Syrian and dwarf hamsters
Call if exposed
Do not feed acetaminophen to Syrian and dwarf hamsters. If acetaminophen tablets, liquids, gel caps, crumbs, or residue were eaten, licked, or chewed, remove access and call with the species, weight, product strength, amount, time, and symptoms.
Rats
Call if exposed
Do not feed acetaminophen to rats. If acetaminophen tablets, liquids, gel caps, crumbs, or residue were eaten, licked, or chewed, remove access and call with the species, weight, product strength, amount, time, and symptoms.
Mice
Call if exposed
Do not feed acetaminophen to mice. If acetaminophen tablets, liquids, gel caps, crumbs, or residue were eaten, licked, or chewed, remove access and call with the species, weight, product strength, amount, time, and symptoms.
Gerbils
Call if exposed
Do not feed acetaminophen to gerbils.
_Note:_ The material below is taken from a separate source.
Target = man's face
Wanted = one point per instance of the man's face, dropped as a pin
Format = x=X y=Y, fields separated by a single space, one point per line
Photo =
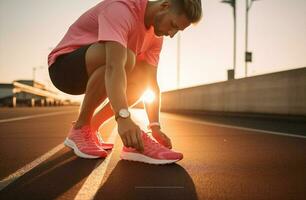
x=168 y=23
If acetaminophen tablets, liquids, gel caps, crumbs, or residue were eaten, licked, or chewed, remove access and call with the species, weight, product strength, amount, time, and symptoms.
Chinchillas
Call if exposed
Do not feed acetaminophen to chinchillas. If acetaminophen tablets, liquids, gel caps, crumbs, or residue were eaten, licked, or chewed, remove access and call with the species, weight, product strength, amount, time, and symptoms.
Ferrets
Call if exposed
Do not feed acetaminophen to ferrets. If acetaminophen tablets, liquids, gel caps, crumbs, or residue were eaten, licked, or chewed, remove access and call with the species, weight, product strength, amount, time, and symptoms.
Product strength matters
A regular tablet, extra-strength tablet, liquid medicine, or cold product can mean different ingredients and dose details. Keep the label.
Do not dose at home
Pain, limping, dental trouble, or appetite loss needs an exotic-pet veterinarian, not human medicine.
If exposure happened
- Remove tablets, caplets, liquid, gel caps, packaging, crumbs, residue, and contaminated food or bedding.
- Save the bottle, blister pack, label, ingredient list, and any missing-pill count.
- Call with the species, weight, product strength, amount missing, time, and symptoms.
Avoid
- Acetaminophen tablets, caplets, liquids, gel caps, cold or flu products, combination pain relievers, crumbs, residue, wrappers, and dosing syringes.
- Giving human pain medicine for limping, appetite loss, dental pain, or any suspected illness.
- Waiting to see whether a tiny animal looks normal after possible medicine exposure.
Watch
- Quietness, weakness, breathing changes, drooling, wobbliness, reduced appetite, fewer droppings, pale or discolored gums, swelling, or any abnormal sign.
- Call now for any possible acetaminophen exposure, unknown amount, abnormal signs, or a guinea pig or chinchilla eating less.
Helpful food-safety supplies
Optional tools for measuring, storing, serving, and cleaning up small portions safely.